Archive for February, 2012


February 19, 2012

Benjamin Dodge began a redware pottery shop in Portland, ME in 1798 at 24 years of age.  Other Maine potters of the time sought to build huge manufacturing empires.  Benjamin took a more creative path.

His specialty was elaborately decorated jars and pitchers.  He would often incorporate the initials of the person ordering the item into it’s decoration.  Apparently his work made quite an impression.  According to a later (anonymous?) reminiscence:

“Busts of people received more care.  Most of these were in profile.  After the pieces were finished they were set in another room to dry, and it was a favorite amusement with some bad boys, whom the good man tolerated notwithstanding, to disfigure the human faces by drawing down the corners of the mouths to produce a ludicrous expression.  This disfiguring, the potter did not observe until it was too late to mend, and it was fired in the kiln with the others, set away on the shelf, and sold at reduced prices.”

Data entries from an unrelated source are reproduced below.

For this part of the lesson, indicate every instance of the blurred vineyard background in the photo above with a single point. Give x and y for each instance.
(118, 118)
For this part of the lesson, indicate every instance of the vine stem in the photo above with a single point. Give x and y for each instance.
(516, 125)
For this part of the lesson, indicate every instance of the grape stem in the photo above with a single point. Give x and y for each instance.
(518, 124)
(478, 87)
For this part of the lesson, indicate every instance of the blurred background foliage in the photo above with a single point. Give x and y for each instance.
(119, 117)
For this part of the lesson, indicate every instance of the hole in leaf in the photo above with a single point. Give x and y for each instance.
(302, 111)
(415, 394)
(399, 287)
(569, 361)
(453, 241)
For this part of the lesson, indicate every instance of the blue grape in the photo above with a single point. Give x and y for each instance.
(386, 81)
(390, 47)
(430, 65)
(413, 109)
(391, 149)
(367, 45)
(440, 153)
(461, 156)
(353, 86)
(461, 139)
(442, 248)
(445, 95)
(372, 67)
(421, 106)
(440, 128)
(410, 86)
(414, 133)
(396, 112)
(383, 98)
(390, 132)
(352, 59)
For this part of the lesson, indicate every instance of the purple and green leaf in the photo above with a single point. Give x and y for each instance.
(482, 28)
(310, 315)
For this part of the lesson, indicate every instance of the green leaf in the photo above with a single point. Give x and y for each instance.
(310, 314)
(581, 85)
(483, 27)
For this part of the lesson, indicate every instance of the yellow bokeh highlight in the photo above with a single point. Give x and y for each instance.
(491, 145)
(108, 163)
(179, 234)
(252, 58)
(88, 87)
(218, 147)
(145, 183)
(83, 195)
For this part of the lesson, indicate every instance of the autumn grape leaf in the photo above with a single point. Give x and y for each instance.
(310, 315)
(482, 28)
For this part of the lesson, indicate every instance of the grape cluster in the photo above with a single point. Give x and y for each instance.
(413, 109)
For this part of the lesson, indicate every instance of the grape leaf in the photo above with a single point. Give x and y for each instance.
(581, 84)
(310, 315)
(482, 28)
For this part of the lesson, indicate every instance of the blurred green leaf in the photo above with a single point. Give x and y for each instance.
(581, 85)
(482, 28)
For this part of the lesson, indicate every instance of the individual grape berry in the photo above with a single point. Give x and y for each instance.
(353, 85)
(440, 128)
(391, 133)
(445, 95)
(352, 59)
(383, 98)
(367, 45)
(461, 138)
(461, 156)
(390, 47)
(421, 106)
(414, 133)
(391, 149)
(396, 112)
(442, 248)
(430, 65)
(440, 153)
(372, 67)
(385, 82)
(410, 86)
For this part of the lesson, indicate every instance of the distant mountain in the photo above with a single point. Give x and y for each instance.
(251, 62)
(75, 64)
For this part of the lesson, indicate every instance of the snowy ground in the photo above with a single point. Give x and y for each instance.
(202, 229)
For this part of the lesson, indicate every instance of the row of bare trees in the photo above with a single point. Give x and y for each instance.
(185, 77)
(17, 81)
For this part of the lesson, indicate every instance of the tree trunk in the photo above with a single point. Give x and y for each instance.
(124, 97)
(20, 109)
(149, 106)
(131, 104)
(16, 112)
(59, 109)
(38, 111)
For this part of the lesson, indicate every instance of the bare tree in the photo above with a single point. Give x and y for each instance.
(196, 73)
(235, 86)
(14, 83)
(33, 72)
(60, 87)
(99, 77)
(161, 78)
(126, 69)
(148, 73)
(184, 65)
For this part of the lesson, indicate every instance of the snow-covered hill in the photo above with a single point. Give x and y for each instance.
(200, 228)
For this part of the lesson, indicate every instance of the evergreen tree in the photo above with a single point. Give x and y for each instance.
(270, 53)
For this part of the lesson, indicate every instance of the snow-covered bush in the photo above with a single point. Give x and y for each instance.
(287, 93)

The 1825 U.S. tour of the Marquis de Lafayette inspired potters across the country to commemorative themes.  When Lafayette passed through Portland, Benjamin made pieces sporting “what purported to be a likeness of Lafayette.”

Dodge’s artistic talents kept the pottery going long enough to pass it on to his son, Benjamin Junior.  Sadly, the old man began suffering what was then called “melancholy” and ultimately killed himself on June 1, 1838.

Benjamin Jr ‘took the wheel’ as the stoneware industry was carving out huge slices of the market, ultimately swamping most redware potters.  But Benjamin Jr saw opportunity where others saw a dead end.  He minimized the type of work offered and exploited qualities of earthenware unavailable in stoneware; exotic glazes.  A particularly striking green glaze earned him a diploma in 1839 at the Second Exhibition of the Massachusetts Charitable Mechanics’ Association.  Some of his flower pots with this glaze can still be seen at the Maine Historical Society in Portland.  Terms included the de riguer “Country produce taken in exchange for ware.”

One of the longest lived and most creative redware potteries in Maine closed upon Benjamin Jr’s death in 1875.  Like his father, Benjamin Jr died by his own hand.

The Early Potters and Potteries of Maine.  M. Lelyn Branin.  Wesleyan University Press/Middletown Ct.  1978.

Early New England Potters and Their Wares.  Lura Woodside Watkins.  Harvard University Press/Cambridge MA.  1968.

The Pottery and Porcelain of the United States.  Edwin Atlee Barber.  G.P. Putnam’s Sons/New York.  1909.

How To Drink Switzel

February 5, 2012

It sounds disgusting but it really isn’t that bad.  Water, ginger, vinegar, and molasses.  Switzel.  Think of it as an early Gatorade.  Especially when chilled.  But we’ll get back to that…

The “switzel ring” was just one of a long line of usages for the ring shaped jug.  This jug was essentially a disc shaped canteen

Ring Jug by Stephen Earp

with usually two but sometimes four loop handles along its shoulders.  Certain types, like the marbled “Pilgrim Jugs” from Northern Italy and eastern France (circa 15-17th century), had an attached base.  Others, like the  English “Costrel Jug,” (circa 15 – 17th century) were simply two plates fused together.  But most were a thrown hollow ring.  The ring could be short and thick, like those of the North Carolina Moravians.  Or extremely wide and thin.  Some were glazed redware, some salt fired stoneware.  Some were highly ornate, others plain.

This unusual shape could be found as far away as Russia and Ukraine, where ice was packed in the middle to dispense chilled vodka or kvass (rye beer).  Far away from Europe and long after these times, some modern Cubans use unglazed pedestaled rings filled with water and put in front of fans as a sort of passive air conditioner.  But anything this unusual and somewhat difficult to throw was (and is) as much an excuse to show off one’s potting skills as to provide any particular function.

And of course, some early American farmers drank switzel from it.  But why use a hollow ring, and not just a regular jug?  You might imagine it was so they could be slung through the arm and stuffed in the hot,  grimy, sweaty armpit of the farmer on his way to mow his hay fields – unless you’ve actually tried to do that.  Awkward, yes.  But mostly just gross.

Very soon you’ll come to agree that it’s far better to find a shady spot along a creek, lay the ring jug in it, and put a stick through it’s circle into the mud to keep it from floating away.  The enormous amount of surface area of the switzel ring in the water will keep it cool until break time.

…Nice cool switzel.  Just the way it should be drank.